Posted in Asian Diaspora, Books, Communications/Media Studies, Europe, Family/Parenting, History, Literary/Artistic Criticism, Media Archive, Monographs on 2022-05-16 18:28Z by Steven

Intermarriage and the Friendship of Peoples: Ethnic Mixing in Soviet Central Asia

Cornell University Press
2022-05-15
300 pages
6 x 9
Hardcover ISBN13: 9781501762949
Hardcover ISBN10: 150176294X

Adrienne Edgar, Professor of History
University of California, Santa Barbara

Intermarriage and the Friendship of Peoples examines the racialization of identities and its impact on mixed couples and families in Soviet Central Asia. In marked contrast to its Cold War rivals, the Soviet Union celebrated mixed marriages among its diverse ethnic groups as a sign of the unbreakable friendship of peoples and the imminent emergence of a single “Soviet people.” Yet the official Soviet view of ethnic nationality became increasingly primordial and even racialized in the USSR’s final decades. In this context, Adrienne Edgar argues, mixed families and individuals found it impossible to transcend ethnicity, fully embrace their complex identities, and become simply “Soviet.”

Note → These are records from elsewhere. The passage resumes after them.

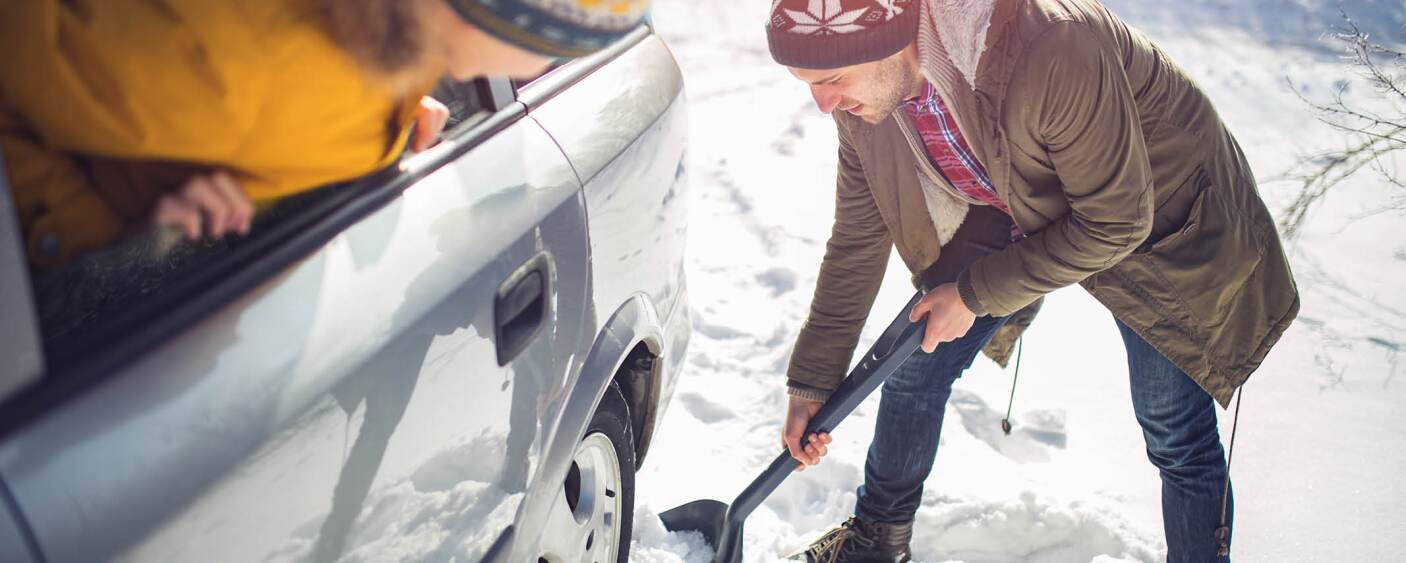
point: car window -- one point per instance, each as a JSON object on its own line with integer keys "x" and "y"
{"x": 134, "y": 282}
{"x": 464, "y": 100}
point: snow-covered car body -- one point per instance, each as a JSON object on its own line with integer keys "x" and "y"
{"x": 400, "y": 369}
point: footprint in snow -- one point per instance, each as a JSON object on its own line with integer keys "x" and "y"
{"x": 705, "y": 410}
{"x": 1027, "y": 444}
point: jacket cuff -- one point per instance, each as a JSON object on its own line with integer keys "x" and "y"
{"x": 809, "y": 393}
{"x": 968, "y": 294}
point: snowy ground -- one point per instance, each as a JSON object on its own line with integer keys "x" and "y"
{"x": 1322, "y": 446}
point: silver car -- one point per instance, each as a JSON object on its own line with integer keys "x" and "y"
{"x": 464, "y": 358}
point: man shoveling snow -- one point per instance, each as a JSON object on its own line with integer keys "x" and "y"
{"x": 1008, "y": 148}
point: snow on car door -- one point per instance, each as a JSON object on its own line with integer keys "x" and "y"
{"x": 385, "y": 397}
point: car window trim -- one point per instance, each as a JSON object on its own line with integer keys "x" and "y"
{"x": 21, "y": 342}
{"x": 87, "y": 361}
{"x": 539, "y": 92}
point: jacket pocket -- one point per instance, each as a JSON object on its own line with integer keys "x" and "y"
{"x": 1198, "y": 270}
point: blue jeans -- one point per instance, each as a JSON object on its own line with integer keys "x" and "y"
{"x": 1177, "y": 418}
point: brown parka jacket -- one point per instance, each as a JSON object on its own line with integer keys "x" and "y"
{"x": 1111, "y": 159}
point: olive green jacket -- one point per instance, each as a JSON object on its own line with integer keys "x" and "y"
{"x": 1111, "y": 159}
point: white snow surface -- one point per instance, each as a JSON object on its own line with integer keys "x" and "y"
{"x": 1322, "y": 442}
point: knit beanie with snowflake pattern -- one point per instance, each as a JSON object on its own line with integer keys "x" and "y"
{"x": 831, "y": 34}
{"x": 554, "y": 27}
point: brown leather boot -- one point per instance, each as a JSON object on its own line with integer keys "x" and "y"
{"x": 861, "y": 542}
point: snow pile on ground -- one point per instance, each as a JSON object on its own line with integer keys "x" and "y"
{"x": 1320, "y": 453}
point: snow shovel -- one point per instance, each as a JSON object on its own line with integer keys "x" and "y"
{"x": 721, "y": 524}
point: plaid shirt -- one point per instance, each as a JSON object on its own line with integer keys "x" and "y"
{"x": 951, "y": 154}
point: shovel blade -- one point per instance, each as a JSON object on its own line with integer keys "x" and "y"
{"x": 705, "y": 517}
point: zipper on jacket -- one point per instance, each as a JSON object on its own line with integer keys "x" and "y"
{"x": 925, "y": 162}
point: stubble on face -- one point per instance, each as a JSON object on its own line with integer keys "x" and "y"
{"x": 894, "y": 80}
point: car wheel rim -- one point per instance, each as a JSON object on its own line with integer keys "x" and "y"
{"x": 584, "y": 524}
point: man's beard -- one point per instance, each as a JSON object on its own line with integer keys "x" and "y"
{"x": 896, "y": 82}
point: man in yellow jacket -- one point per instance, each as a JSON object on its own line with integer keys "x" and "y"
{"x": 118, "y": 114}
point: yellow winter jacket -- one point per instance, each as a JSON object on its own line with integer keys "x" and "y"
{"x": 107, "y": 103}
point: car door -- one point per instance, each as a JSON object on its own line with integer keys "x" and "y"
{"x": 383, "y": 397}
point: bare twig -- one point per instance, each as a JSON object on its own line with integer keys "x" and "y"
{"x": 1377, "y": 137}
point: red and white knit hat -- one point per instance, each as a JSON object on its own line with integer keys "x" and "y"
{"x": 831, "y": 34}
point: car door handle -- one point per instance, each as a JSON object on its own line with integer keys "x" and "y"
{"x": 520, "y": 308}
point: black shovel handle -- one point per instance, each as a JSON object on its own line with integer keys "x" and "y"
{"x": 890, "y": 351}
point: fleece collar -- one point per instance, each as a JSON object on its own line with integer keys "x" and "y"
{"x": 962, "y": 26}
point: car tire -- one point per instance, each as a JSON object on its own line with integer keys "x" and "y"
{"x": 599, "y": 489}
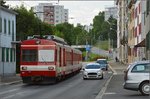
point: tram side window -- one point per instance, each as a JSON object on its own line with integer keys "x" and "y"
{"x": 29, "y": 55}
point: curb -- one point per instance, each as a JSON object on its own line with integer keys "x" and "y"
{"x": 101, "y": 93}
{"x": 11, "y": 83}
{"x": 114, "y": 71}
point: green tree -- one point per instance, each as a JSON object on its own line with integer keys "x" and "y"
{"x": 27, "y": 24}
{"x": 2, "y": 3}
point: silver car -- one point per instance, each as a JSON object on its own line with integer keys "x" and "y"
{"x": 92, "y": 70}
{"x": 137, "y": 77}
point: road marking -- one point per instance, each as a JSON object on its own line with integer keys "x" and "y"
{"x": 114, "y": 71}
{"x": 14, "y": 82}
{"x": 101, "y": 93}
{"x": 8, "y": 91}
{"x": 109, "y": 93}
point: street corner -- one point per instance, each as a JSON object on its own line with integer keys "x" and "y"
{"x": 8, "y": 80}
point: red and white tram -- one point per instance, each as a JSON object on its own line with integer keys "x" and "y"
{"x": 48, "y": 60}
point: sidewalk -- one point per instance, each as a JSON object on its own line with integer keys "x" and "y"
{"x": 117, "y": 67}
{"x": 5, "y": 80}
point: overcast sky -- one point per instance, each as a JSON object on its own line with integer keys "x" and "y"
{"x": 82, "y": 12}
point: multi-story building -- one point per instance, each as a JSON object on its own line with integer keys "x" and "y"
{"x": 147, "y": 29}
{"x": 7, "y": 37}
{"x": 122, "y": 31}
{"x": 51, "y": 14}
{"x": 139, "y": 29}
{"x": 131, "y": 30}
{"x": 110, "y": 11}
{"x": 133, "y": 24}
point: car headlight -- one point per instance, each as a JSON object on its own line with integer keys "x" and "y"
{"x": 85, "y": 72}
{"x": 99, "y": 72}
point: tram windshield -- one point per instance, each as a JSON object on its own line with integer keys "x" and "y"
{"x": 33, "y": 55}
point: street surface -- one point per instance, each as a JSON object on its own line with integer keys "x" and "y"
{"x": 71, "y": 88}
{"x": 75, "y": 88}
{"x": 115, "y": 87}
{"x": 115, "y": 90}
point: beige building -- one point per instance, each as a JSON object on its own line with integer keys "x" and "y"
{"x": 147, "y": 29}
{"x": 131, "y": 32}
{"x": 122, "y": 31}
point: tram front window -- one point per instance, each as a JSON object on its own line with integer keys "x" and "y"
{"x": 46, "y": 55}
{"x": 29, "y": 55}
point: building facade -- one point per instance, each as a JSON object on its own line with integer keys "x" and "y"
{"x": 122, "y": 31}
{"x": 133, "y": 30}
{"x": 147, "y": 29}
{"x": 51, "y": 14}
{"x": 110, "y": 11}
{"x": 7, "y": 36}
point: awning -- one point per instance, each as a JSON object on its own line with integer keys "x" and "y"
{"x": 141, "y": 44}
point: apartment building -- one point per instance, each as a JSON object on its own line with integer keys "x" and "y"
{"x": 110, "y": 11}
{"x": 139, "y": 26}
{"x": 122, "y": 31}
{"x": 51, "y": 14}
{"x": 147, "y": 29}
{"x": 131, "y": 36}
{"x": 7, "y": 37}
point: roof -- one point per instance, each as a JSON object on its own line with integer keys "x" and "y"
{"x": 101, "y": 59}
{"x": 8, "y": 10}
{"x": 141, "y": 44}
{"x": 93, "y": 64}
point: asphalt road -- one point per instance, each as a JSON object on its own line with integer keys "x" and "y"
{"x": 115, "y": 90}
{"x": 71, "y": 88}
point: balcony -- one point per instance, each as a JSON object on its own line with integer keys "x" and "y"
{"x": 123, "y": 40}
{"x": 130, "y": 3}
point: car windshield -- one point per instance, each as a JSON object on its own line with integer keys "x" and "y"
{"x": 92, "y": 67}
{"x": 102, "y": 61}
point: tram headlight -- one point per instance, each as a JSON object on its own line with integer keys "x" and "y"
{"x": 23, "y": 68}
{"x": 50, "y": 68}
{"x": 38, "y": 42}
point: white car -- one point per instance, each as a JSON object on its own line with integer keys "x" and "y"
{"x": 137, "y": 77}
{"x": 92, "y": 70}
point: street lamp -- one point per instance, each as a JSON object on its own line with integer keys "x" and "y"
{"x": 109, "y": 34}
{"x": 40, "y": 21}
{"x": 100, "y": 37}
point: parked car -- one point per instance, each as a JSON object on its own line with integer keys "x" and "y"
{"x": 92, "y": 70}
{"x": 137, "y": 77}
{"x": 103, "y": 63}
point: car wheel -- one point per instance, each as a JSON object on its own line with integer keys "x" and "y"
{"x": 84, "y": 78}
{"x": 102, "y": 76}
{"x": 145, "y": 88}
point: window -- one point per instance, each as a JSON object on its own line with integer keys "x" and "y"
{"x": 0, "y": 24}
{"x": 46, "y": 55}
{"x": 3, "y": 54}
{"x": 148, "y": 7}
{"x": 11, "y": 55}
{"x": 29, "y": 55}
{"x": 7, "y": 54}
{"x": 148, "y": 41}
{"x": 14, "y": 55}
{"x": 5, "y": 26}
{"x": 141, "y": 68}
{"x": 9, "y": 27}
{"x": 12, "y": 30}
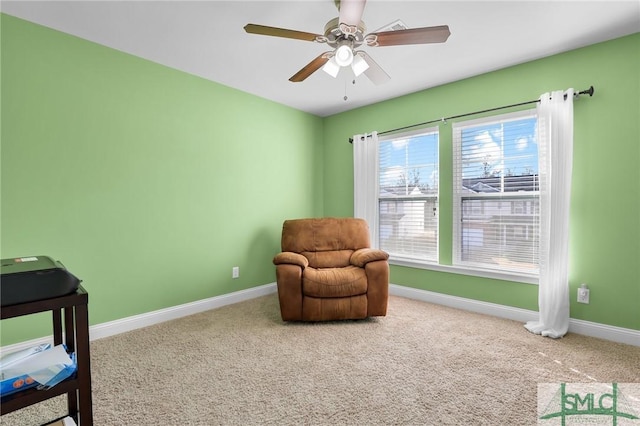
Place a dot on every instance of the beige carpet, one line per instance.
(421, 364)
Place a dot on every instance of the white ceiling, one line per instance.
(206, 38)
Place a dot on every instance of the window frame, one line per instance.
(397, 258)
(458, 195)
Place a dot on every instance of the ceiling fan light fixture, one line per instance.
(359, 65)
(331, 67)
(344, 55)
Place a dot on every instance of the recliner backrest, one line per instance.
(326, 242)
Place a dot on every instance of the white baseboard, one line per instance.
(111, 328)
(123, 325)
(587, 328)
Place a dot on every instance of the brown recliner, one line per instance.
(327, 271)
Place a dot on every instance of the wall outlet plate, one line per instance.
(583, 295)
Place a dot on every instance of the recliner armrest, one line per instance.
(291, 258)
(361, 257)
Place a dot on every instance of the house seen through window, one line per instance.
(408, 196)
(495, 222)
(496, 210)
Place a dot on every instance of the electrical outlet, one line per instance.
(583, 294)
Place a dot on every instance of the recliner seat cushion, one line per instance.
(328, 259)
(334, 282)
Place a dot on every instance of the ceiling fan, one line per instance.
(345, 34)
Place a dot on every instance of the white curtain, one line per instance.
(365, 183)
(555, 147)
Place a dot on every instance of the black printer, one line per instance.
(27, 279)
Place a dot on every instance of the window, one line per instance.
(408, 195)
(496, 211)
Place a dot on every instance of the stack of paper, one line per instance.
(40, 365)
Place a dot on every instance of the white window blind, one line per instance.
(496, 208)
(408, 195)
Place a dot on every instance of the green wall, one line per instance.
(148, 183)
(605, 216)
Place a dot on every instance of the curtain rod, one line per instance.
(588, 91)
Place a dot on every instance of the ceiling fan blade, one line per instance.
(280, 32)
(311, 67)
(375, 73)
(351, 11)
(438, 34)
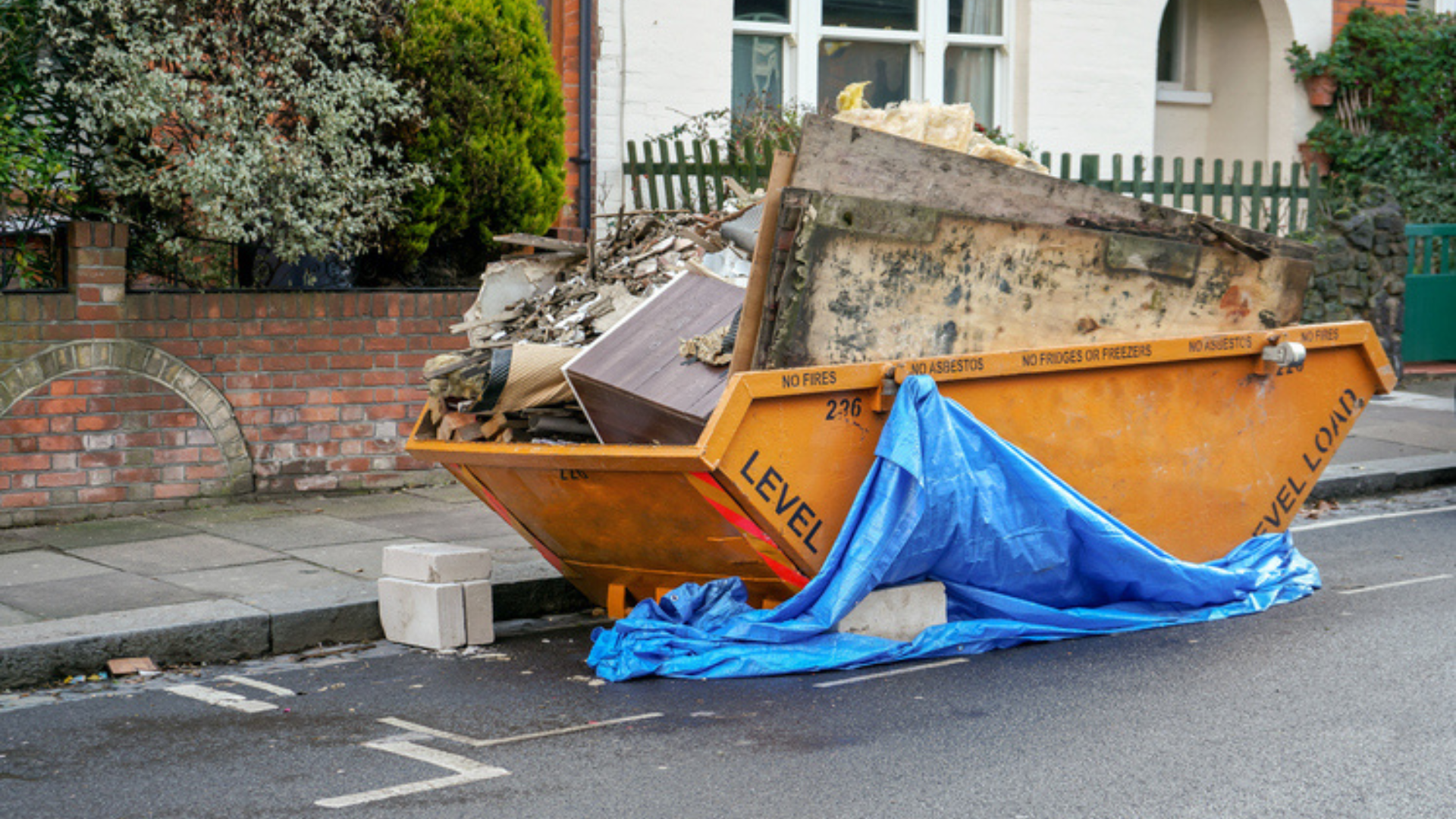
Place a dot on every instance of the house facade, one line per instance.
(1172, 77)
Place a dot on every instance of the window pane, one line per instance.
(899, 15)
(762, 11)
(976, 17)
(970, 76)
(1169, 44)
(758, 72)
(884, 64)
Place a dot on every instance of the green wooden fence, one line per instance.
(1430, 295)
(691, 175)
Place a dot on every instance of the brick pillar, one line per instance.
(96, 273)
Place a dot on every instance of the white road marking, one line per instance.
(261, 686)
(466, 771)
(433, 757)
(1369, 518)
(403, 790)
(223, 698)
(868, 676)
(475, 742)
(1397, 585)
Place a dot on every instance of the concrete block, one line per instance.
(897, 614)
(479, 613)
(437, 563)
(430, 615)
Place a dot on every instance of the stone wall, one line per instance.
(1360, 270)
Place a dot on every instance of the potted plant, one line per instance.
(1313, 72)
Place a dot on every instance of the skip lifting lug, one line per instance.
(1279, 356)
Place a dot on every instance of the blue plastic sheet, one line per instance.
(1022, 556)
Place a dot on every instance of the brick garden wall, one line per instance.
(114, 403)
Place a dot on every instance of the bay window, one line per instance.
(804, 52)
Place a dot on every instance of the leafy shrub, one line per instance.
(249, 121)
(1398, 77)
(494, 143)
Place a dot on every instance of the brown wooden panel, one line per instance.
(635, 387)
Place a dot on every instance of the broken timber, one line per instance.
(962, 256)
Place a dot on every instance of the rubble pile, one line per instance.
(571, 297)
(546, 305)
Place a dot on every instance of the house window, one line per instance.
(1171, 44)
(974, 46)
(805, 52)
(761, 30)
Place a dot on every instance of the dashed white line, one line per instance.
(466, 771)
(1369, 518)
(221, 698)
(1397, 585)
(878, 675)
(261, 686)
(475, 742)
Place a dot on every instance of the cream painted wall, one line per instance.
(660, 63)
(1091, 79)
(1082, 77)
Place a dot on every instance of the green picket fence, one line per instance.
(1264, 197)
(1430, 293)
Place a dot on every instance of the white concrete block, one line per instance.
(897, 614)
(479, 613)
(437, 563)
(430, 615)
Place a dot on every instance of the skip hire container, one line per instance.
(1194, 442)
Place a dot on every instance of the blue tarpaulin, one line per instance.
(1022, 556)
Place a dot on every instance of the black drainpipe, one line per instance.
(582, 158)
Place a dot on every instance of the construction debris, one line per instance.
(536, 311)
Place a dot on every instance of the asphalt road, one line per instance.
(1335, 706)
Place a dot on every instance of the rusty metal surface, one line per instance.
(873, 280)
(1194, 442)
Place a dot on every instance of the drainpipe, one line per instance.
(582, 159)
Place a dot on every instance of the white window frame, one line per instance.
(805, 30)
(1184, 89)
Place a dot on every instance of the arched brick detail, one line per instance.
(147, 362)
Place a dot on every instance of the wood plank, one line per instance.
(873, 280)
(632, 382)
(837, 158)
(752, 315)
(544, 242)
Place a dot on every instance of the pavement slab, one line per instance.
(364, 507)
(12, 544)
(447, 493)
(456, 525)
(299, 531)
(234, 513)
(239, 582)
(99, 532)
(171, 556)
(360, 560)
(17, 617)
(41, 566)
(93, 595)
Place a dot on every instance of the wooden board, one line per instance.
(632, 382)
(837, 158)
(873, 280)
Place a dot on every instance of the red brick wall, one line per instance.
(1343, 9)
(325, 388)
(101, 439)
(566, 49)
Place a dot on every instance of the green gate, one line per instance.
(1430, 295)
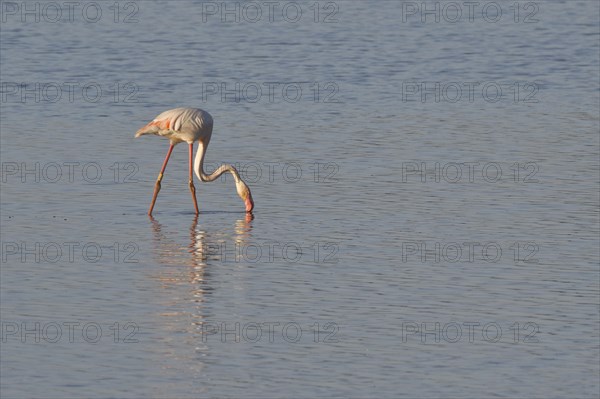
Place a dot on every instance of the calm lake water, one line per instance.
(427, 192)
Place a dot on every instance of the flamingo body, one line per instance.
(190, 125)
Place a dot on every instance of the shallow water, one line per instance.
(398, 248)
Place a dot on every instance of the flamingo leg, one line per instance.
(160, 175)
(191, 183)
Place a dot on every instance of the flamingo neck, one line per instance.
(199, 167)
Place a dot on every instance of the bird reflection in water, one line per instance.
(186, 272)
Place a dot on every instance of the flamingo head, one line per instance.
(245, 195)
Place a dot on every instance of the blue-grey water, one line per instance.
(417, 233)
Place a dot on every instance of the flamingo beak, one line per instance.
(249, 203)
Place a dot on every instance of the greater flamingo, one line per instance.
(190, 125)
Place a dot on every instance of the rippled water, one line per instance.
(364, 236)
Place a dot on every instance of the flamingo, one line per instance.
(190, 125)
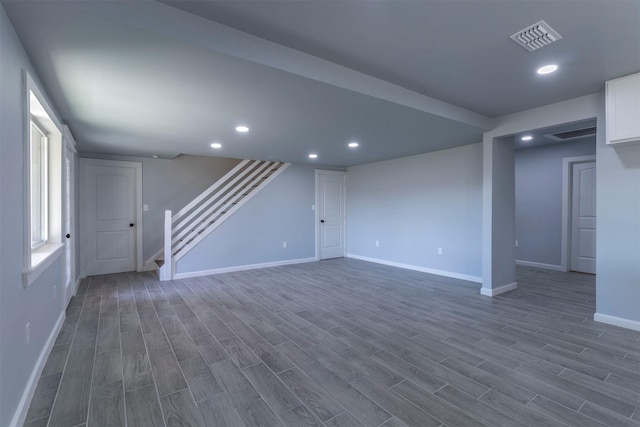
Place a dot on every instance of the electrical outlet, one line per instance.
(27, 333)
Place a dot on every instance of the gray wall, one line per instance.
(18, 305)
(254, 234)
(170, 184)
(539, 199)
(416, 204)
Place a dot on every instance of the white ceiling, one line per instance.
(400, 77)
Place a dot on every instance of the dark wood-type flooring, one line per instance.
(337, 343)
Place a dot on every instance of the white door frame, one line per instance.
(567, 192)
(70, 202)
(317, 211)
(138, 204)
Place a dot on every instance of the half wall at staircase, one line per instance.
(171, 184)
(254, 235)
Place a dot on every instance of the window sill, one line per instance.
(41, 259)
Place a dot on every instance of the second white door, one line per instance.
(583, 218)
(331, 214)
(108, 217)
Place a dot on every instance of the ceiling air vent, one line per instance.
(573, 134)
(536, 36)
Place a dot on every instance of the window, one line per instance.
(43, 240)
(39, 186)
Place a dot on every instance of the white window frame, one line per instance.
(36, 109)
(44, 183)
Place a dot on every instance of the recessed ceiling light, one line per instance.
(547, 69)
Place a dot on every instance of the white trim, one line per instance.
(72, 292)
(444, 273)
(50, 253)
(567, 169)
(184, 250)
(242, 268)
(617, 321)
(540, 265)
(492, 292)
(30, 389)
(343, 174)
(137, 166)
(150, 264)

Looking back on their lives in the Soviet Union, ethnically mixed people often reported that the “official” nationality in their identity documents did not match their subjective feelings of identity, that they were unable to speak “their own” native language, and that their ambiguous physical appearance prevented them from claiming the nationality with which they most identified. In all these ways, mixed couples and families were acutely and painfully affected by the growth of ethnic primordialism and by the tensions between the national and supranational projects in the Soviet Union.

Intermarriage and the Friendship of Peoples is based on more than eighty in-depth oral history interviews with members of mixed families in Kazakhstan and Tajikistan, along with published and unpublished Soviet documents, scholarly and popular articles from the Soviet press, memoirs and films, and interviews with Soviet-era sociologists and ethnographers.